Zelador do Edifício Itália é um dos mais antigos no cargo
Albertino Gonçalves começou o trabalho no endereço há 51 anos, quando o local ainda estava em obras
Na década de 60, São Paulo vivia um momento fervilhante. Projetos grandiosos como o da criação do Parque do Ibirapuera (1954) tinham surgido anos antes no cenário, e outros que ajudariam a mudar a cara da metrópole começavama sair das pranchetas, caso do Copan, concluído em 1966. As oportunidades desse canteiro de obras atraíram para cá gente como Albertino Gonçalves, um baiano criado em Ourinhos, no oeste paulista, que decidiu se candidatar à vaga de eletricista na construção de um arranha-céu na esquina das avenidas Ipiranga e São Luís, o futuro Terraço Itália. Ao ser inaugurada, em 1965, a estrutura se tornaria a maiorda cidade, marco que durou apenas até o ano seguinte, com a chegadado Palácio W. Zarzur, conhecido como Mirante do Vale, com 170 metros (10 a mais que o Itália).
Passados 51 anos, Gonçalves continua a trabalhar diariamente no prédio que ajudou a levantar. À frente da zeladoria do condomínio desde 1976, o homem tranquilo de 72 anos coordena uma equipe de mais de oitenta pessoas, entre porteiros, seguranças, faxineiros e ascensoristas. “Quando cheguei aqui, jamais poderia supor que o edifício se tornaria tão importante para a cidade”, diz. Entre visitantes famosos que viu por ali, está a rainha Elizabeth II, em 1968. “Foi colocado um tapete vermelho na calçada para ela caminhar, e viemos com nossas melhores roupas”, recorda.

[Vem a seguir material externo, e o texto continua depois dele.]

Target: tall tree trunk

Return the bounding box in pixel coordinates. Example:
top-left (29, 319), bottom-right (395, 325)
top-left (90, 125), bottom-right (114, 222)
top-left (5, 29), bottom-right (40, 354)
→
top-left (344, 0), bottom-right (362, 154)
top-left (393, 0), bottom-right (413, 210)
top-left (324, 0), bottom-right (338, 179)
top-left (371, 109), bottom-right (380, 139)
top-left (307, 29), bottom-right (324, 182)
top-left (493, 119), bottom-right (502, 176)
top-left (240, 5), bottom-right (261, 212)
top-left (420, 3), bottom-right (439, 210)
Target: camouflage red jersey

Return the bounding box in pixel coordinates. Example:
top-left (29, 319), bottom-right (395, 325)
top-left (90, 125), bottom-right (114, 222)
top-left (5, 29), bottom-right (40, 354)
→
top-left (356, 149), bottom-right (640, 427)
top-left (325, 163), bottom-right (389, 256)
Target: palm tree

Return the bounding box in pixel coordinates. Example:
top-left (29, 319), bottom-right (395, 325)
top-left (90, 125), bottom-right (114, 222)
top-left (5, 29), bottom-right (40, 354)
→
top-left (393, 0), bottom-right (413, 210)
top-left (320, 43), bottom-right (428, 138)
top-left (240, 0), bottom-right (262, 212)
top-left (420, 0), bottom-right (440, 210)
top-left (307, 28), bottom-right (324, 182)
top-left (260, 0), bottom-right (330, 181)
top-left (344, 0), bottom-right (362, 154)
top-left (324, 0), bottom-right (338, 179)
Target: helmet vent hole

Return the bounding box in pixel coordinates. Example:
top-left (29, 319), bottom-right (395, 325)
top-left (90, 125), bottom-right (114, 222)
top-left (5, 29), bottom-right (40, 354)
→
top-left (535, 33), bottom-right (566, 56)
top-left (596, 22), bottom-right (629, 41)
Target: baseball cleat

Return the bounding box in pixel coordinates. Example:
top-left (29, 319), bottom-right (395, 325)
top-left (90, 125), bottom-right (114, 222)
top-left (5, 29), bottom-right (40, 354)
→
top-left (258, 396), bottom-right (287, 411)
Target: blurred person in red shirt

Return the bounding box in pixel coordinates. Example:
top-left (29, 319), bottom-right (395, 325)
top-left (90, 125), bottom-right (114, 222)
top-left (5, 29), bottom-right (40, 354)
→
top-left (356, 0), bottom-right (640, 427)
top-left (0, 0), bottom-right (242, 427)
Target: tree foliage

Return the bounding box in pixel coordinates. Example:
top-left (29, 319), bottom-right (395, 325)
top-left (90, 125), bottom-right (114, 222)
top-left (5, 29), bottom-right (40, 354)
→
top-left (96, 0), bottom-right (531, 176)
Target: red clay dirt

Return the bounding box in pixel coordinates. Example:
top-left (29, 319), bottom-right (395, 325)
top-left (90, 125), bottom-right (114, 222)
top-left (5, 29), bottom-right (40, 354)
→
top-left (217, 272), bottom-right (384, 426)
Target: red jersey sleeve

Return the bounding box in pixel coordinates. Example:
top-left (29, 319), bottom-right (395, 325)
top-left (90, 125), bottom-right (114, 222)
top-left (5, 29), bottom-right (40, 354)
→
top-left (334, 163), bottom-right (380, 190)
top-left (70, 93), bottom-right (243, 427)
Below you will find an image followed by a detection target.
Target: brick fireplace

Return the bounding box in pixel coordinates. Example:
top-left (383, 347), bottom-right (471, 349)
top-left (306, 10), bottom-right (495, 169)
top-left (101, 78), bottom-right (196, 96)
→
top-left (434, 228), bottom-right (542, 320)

Responsável pela área comum, de cerca de 11.000 metros quadrados, considerando corredores, escadas e o saguão, Gonçalves tem na ponta da língua qualquer dado sobre o empreendimento: número de elevadores (dezenove), de ascensoristas (36, em turnos variados), de cartas que chegam por dia (cerca de 3.000). “Como ele trabalhou na construção, sabe todos os detalhes da estrutura”, afirma Paulo Bom, da administradora Adaplan, responsável pelo condomínio. O conhecimento histórico é alimentado com uma rotina disciplinada: uma vez por semana, o zelador sobe até o topo e vai descendo todas as escadas, vistoriando cada pavimento. “Anos atrás, fazia isso diariamente, mas o fôlego diminuiu”, admite Gonçalves, que mora com a mulher em Atibaia, a 67 quilômetros da capital, e se desloca de lá até São Paulo de ônibus fretado (gasta três horas, somando a ida e a volta).
Como é natural em um lugar por onde passam a cada dia 8.200 pessoas, o zelador não agrada a todos. Dono de um conjunto no 21º andar, o engenheiro Marco Palermo se queixa da limpeza das áreas comuns. “O lixo fica acumulado durante dias, sem ser recolhido”, afirma. O advogado Ricardo Trotta, proprietário de um escritório no mesmo pavimento, acredita que o prédio precisa de alguém mais novo para a função. “Não vejo com bons olhos uma pessoa ficar tanto tempo em um cargo”, critica. No momento, Trotta move uma ação para destituir o chefe direto de Gonçalves, o síndico Lorenzo Del Maffeo. Um dos motivos do processo é o salário mensal de cerca de 25.000 reais do síndico, remuneração que gera espanto dentro e fora dos corredores do edifício.
Questionado sobre as críticas, o zelador desconversa. “Ninguém nunca falou nada para mim”, diz o discreto profissional, que em mais de meio século no complexo apenas uma vez almoçou, ao lado de outros empregados, no restaurante Terraço Itália, o mais conhecido inquilino de lá, no 41º andar, com sua deslumbrante vista da capital. Ele não pensa em repetir a experiência. “Eu ficaria pouco à vontade, pois não é ambiente para mim”, justifica.